Dans un billet daté de mai dernier, Franck Pisani rappelait que des expériences similaires avaient été réalisées ailleurs avec le Sony Reader et s'étaient avérées peu encourageantes en raison notamment du manque de navigabilité. Apparemment, les étudiants accueillent aussi le Kindle DX avec scepticisme. Les étudiants de Princeton, ainsi, sont assez critiques envers une machine qu'ils découvrent lente, difficile d'utilisation et pas opérable du tout.

Au delà de ce seul aspect technique, c'est l'aspect cognitif qui est mis en cause, les étudiants devant changer la manière dont ils apprennent leurs cours.
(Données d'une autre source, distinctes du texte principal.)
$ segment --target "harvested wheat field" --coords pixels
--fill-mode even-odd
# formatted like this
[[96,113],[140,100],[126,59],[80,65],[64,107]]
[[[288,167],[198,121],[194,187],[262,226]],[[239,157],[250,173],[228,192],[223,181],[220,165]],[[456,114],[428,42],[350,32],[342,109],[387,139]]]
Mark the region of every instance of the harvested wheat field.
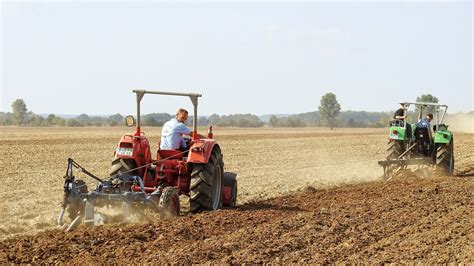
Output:
[[[0,263],[474,261],[473,134],[455,133],[462,177],[405,171],[383,182],[386,129],[215,128],[238,174],[236,209],[62,232],[67,158],[106,177],[133,129],[1,131]],[[160,130],[144,131],[156,150]]]

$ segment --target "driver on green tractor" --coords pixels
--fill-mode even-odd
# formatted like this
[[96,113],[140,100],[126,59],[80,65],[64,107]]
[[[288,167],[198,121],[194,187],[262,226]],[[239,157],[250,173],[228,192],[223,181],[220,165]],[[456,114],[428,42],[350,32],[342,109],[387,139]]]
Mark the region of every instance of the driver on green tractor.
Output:
[[411,134],[411,125],[409,125],[406,121],[407,119],[407,110],[408,110],[408,102],[401,102],[400,103],[401,107],[395,111],[395,114],[393,115],[393,119],[395,120],[400,120],[403,121],[405,124],[405,129],[406,129],[406,137],[411,139],[412,134]]

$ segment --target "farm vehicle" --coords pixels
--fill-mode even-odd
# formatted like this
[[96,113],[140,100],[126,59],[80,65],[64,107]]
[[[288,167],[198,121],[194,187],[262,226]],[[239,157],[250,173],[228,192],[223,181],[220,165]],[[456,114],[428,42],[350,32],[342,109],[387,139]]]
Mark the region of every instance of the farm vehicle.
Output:
[[[427,110],[433,111],[432,141],[429,138],[431,129],[417,127],[416,123],[409,124],[406,119],[392,120],[388,136],[388,155],[386,160],[378,162],[383,167],[384,177],[390,179],[396,171],[406,169],[410,165],[431,167],[453,175],[454,135],[448,130],[448,126],[443,124],[448,106],[428,102],[405,104],[408,107],[416,107],[418,120]],[[407,111],[405,110],[405,115]],[[410,134],[411,132],[413,134]]]
[[[100,178],[68,159],[64,177],[64,198],[58,224],[64,224],[67,212],[72,230],[81,223],[93,226],[115,220],[98,209],[120,210],[120,222],[150,219],[146,209],[168,218],[180,214],[180,195],[189,197],[190,212],[212,211],[222,206],[233,207],[237,200],[237,175],[224,172],[219,144],[213,139],[212,126],[207,136],[197,132],[197,106],[201,94],[133,90],[136,94],[137,115],[126,117],[127,126],[135,126],[133,134],[121,137],[112,160],[110,176]],[[156,157],[140,127],[140,102],[145,95],[185,96],[194,107],[193,130],[185,138],[185,150],[161,150]],[[156,159],[154,159],[156,158]],[[84,180],[75,177],[78,170],[97,182],[89,190]],[[108,220],[109,219],[109,220]],[[134,220],[135,219],[135,220]]]

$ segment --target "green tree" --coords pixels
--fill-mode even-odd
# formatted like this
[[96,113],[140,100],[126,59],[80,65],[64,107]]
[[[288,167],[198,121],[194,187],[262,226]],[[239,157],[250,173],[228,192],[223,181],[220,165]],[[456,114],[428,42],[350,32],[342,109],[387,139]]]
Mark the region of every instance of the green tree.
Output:
[[25,125],[28,120],[28,108],[26,108],[26,103],[23,99],[16,99],[12,103],[13,110],[13,123],[16,125]]
[[336,117],[341,112],[341,105],[337,102],[334,93],[326,93],[321,97],[321,102],[318,107],[321,119],[324,120],[331,130],[336,125]]
[[48,115],[48,118],[46,118],[46,120],[48,121],[48,125],[50,125],[50,126],[54,125],[53,122],[54,122],[55,118],[56,118],[56,116],[54,114]]
[[278,117],[274,115],[270,116],[270,118],[268,119],[268,125],[271,127],[278,126]]
[[84,126],[90,126],[91,125],[91,118],[86,115],[86,114],[81,114],[76,119]]
[[68,119],[66,124],[68,127],[83,127],[84,126],[79,120],[75,118]]
[[[425,102],[425,103],[438,103],[439,100],[436,96],[433,96],[431,94],[423,94],[419,97],[416,97],[417,102]],[[428,114],[428,113],[434,113],[436,108],[434,106],[427,106],[426,108],[423,109],[423,115]],[[418,109],[417,109],[418,113]]]

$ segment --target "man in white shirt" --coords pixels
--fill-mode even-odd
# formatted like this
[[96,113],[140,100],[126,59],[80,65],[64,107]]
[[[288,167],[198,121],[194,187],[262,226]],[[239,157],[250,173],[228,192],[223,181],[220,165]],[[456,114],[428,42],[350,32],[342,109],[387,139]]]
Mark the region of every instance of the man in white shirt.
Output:
[[183,135],[189,135],[191,130],[184,124],[188,120],[188,111],[178,109],[176,118],[171,119],[163,125],[161,130],[160,149],[162,150],[185,150],[186,142]]

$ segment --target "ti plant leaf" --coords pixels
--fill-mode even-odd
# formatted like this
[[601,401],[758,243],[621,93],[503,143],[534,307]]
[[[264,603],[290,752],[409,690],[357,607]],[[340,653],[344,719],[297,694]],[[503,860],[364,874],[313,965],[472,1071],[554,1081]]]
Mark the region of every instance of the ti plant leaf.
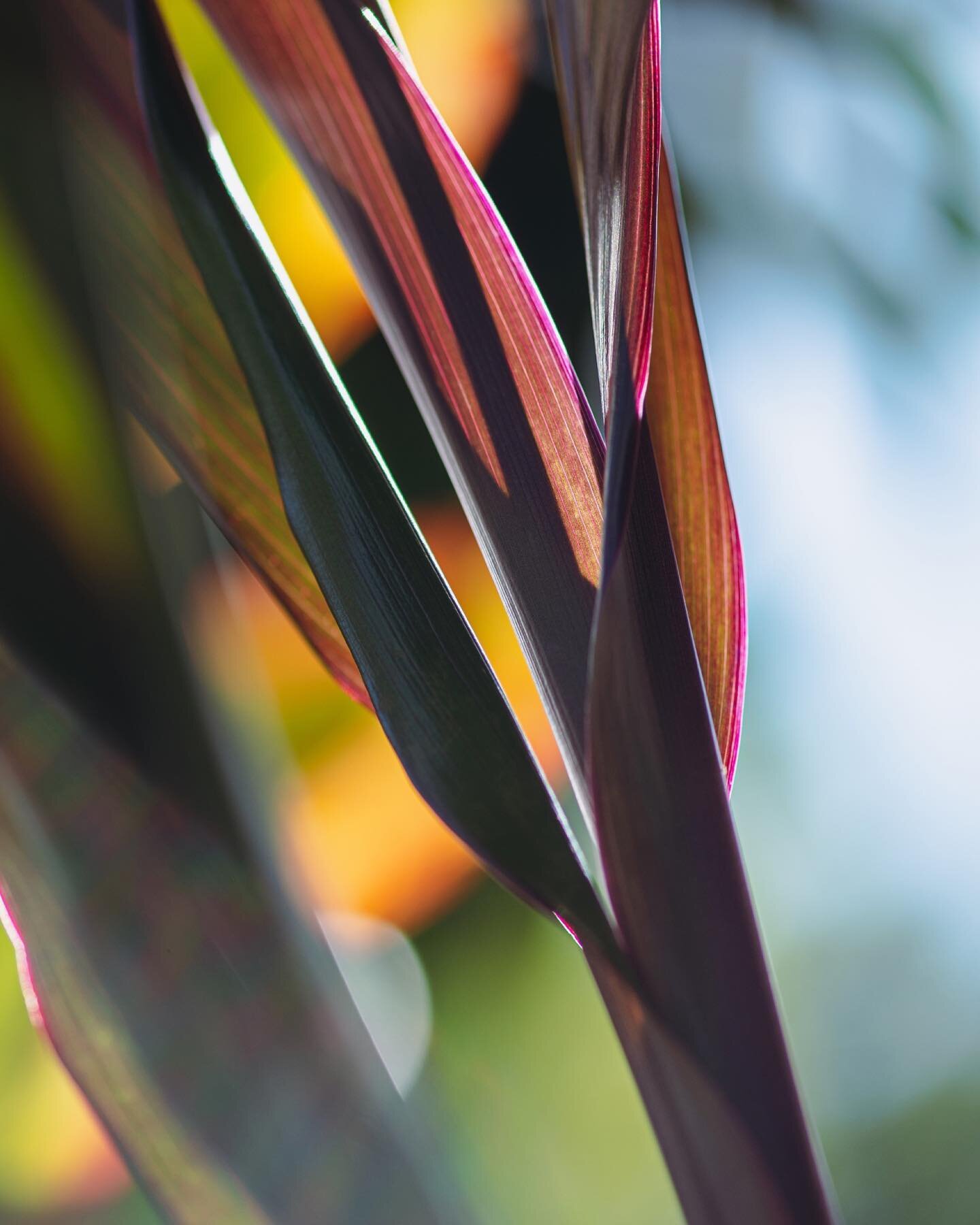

Howarth, un étudiant en dernière année affirme que :

"Much of my learning comes from a physical interaction with the text: bookmarks, highlights, page-tearing, sticky notes, and other marks representing the importance of certain passages—not to mention margin notes, where most of my paper ideas come from and interaction with the material occurs," he says. "All of these things have been lost, and if not lost, they're too slow to keep up with my thinking and the 'features' have been rendered useless."

Des réflexes et un mode d'apprentissage qui ne sont pas totalement incompatibles avec le nouveau support mais qu'il faut adapter et renouveler complètement, ce qui peut paraître déstabilisant lorsque ces derniers sont bien ancrés par des années de pratiques.

Le Kindle DX et les lecteurs de livres électroniques ont encore du chemin à faire pour répondre aux contraintes physiques mais également aux mentalités. Dans les universités américaines, les professeurs sont mitigés et attendent de voir si les élèves assimilent aussi bien leurs cours avec ce nouvel outils qu'avec le papier mais au moins la question est posée. L'aspect cognitif est important. Quoiqu'il en soit, si les expériences sont concluantes, Amazon gagnera sûrement sur tous les tableaux en parvenant à décrocher un marché à la fois important en terme de cible et faible en terme de nombre de partenaires à convaincre (il est certes plus facile de convaincre quelques grands acteurs institutionnels et éditeurs que de faire rentrer de nouveaux usages dans la population, par exemple pour la lecture des journaux noationaux en ligne).